When searching google for wikipedia a wikipedia searchfield is now first result - mixmax
http://www.google.com/search?q=wikipedia

======
quant18
And now they seem to be automatically installing new "search engines" for you
in Chrome, with the default keyword as the name of the website. So now, if I
type "site:en.wikipedia.org blah" into my Chrome addressbar, it automatically
redirects me to
[http://en.wikipedia.org/wiki/Special:Search?search=blah&...](http://en.wikipedia.org/wiki/Special:Search?search=blah&go=Go),
instead of sending the query "site:en.wikipedia.org blah" to Google.

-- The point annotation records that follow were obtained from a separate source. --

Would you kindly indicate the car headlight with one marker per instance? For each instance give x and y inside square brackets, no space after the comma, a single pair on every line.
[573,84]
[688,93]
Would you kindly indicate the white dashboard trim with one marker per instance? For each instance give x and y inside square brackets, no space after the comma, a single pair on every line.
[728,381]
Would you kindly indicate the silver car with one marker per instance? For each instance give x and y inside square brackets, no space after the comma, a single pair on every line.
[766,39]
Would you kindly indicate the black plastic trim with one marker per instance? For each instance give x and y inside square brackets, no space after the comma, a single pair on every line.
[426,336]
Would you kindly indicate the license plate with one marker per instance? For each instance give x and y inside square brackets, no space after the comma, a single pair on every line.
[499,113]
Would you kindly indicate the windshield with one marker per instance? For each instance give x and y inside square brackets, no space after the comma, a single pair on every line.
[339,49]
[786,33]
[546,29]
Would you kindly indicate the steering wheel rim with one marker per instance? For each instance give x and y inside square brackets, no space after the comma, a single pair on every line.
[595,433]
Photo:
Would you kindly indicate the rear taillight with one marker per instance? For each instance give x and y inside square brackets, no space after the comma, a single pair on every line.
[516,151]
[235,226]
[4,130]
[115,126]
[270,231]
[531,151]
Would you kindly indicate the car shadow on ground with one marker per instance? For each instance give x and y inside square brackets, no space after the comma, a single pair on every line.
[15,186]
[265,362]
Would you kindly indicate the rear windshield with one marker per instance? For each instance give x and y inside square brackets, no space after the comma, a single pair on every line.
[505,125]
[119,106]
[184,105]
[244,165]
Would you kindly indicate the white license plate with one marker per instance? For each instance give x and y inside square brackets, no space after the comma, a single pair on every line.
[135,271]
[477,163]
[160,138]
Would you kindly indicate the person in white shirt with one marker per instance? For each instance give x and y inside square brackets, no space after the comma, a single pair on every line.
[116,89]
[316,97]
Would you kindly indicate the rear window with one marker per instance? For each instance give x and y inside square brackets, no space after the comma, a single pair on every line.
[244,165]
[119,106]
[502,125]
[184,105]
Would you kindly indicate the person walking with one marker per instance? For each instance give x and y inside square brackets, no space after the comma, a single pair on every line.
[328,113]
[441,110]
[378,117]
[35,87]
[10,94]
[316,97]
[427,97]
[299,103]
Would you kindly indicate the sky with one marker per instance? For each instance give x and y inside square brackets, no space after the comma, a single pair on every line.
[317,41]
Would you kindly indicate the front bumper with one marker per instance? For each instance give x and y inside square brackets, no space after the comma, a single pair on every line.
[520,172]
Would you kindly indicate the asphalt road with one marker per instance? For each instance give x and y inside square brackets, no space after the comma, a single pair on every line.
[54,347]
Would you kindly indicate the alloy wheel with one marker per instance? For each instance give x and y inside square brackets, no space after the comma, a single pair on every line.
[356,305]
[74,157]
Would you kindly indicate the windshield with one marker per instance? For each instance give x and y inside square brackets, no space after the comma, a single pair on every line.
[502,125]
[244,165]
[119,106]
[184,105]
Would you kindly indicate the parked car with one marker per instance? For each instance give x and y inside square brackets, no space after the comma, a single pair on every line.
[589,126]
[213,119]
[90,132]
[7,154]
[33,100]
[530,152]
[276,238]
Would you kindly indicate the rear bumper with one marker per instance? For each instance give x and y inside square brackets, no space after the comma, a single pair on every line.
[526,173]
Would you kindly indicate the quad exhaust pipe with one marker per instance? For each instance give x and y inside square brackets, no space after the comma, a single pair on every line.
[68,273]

You can remove this in "Options->Basics->Default search->Manage". But still, I
found this seriously irritating for three reasons:

1\. Wikipedia made the (IMO quite sensible) decision to enable "noindex" in
talk pages, deletion debates, etc. to prevent random Google surfers from
accidentally running across all the libelous/embarassing content and other
crap that ends up in project space. Now that stuff becomes more widely exposed
agian.

2\. I want to search for occurrences of the word/phrase "blah" on Wikipedia,
not go straight to page "blah". "Blah" may be a phrase with some meaning, but
the Wikipedia page "blah" may be about some idiot garage band or website who
chose it as a catchy name for themselves --- and since "Wikipedia is not a
dictionary", that page won't have any information about the actual phrase
"blah" I'm looking for.

3\. I plain old don't like the Wikipedia search interface.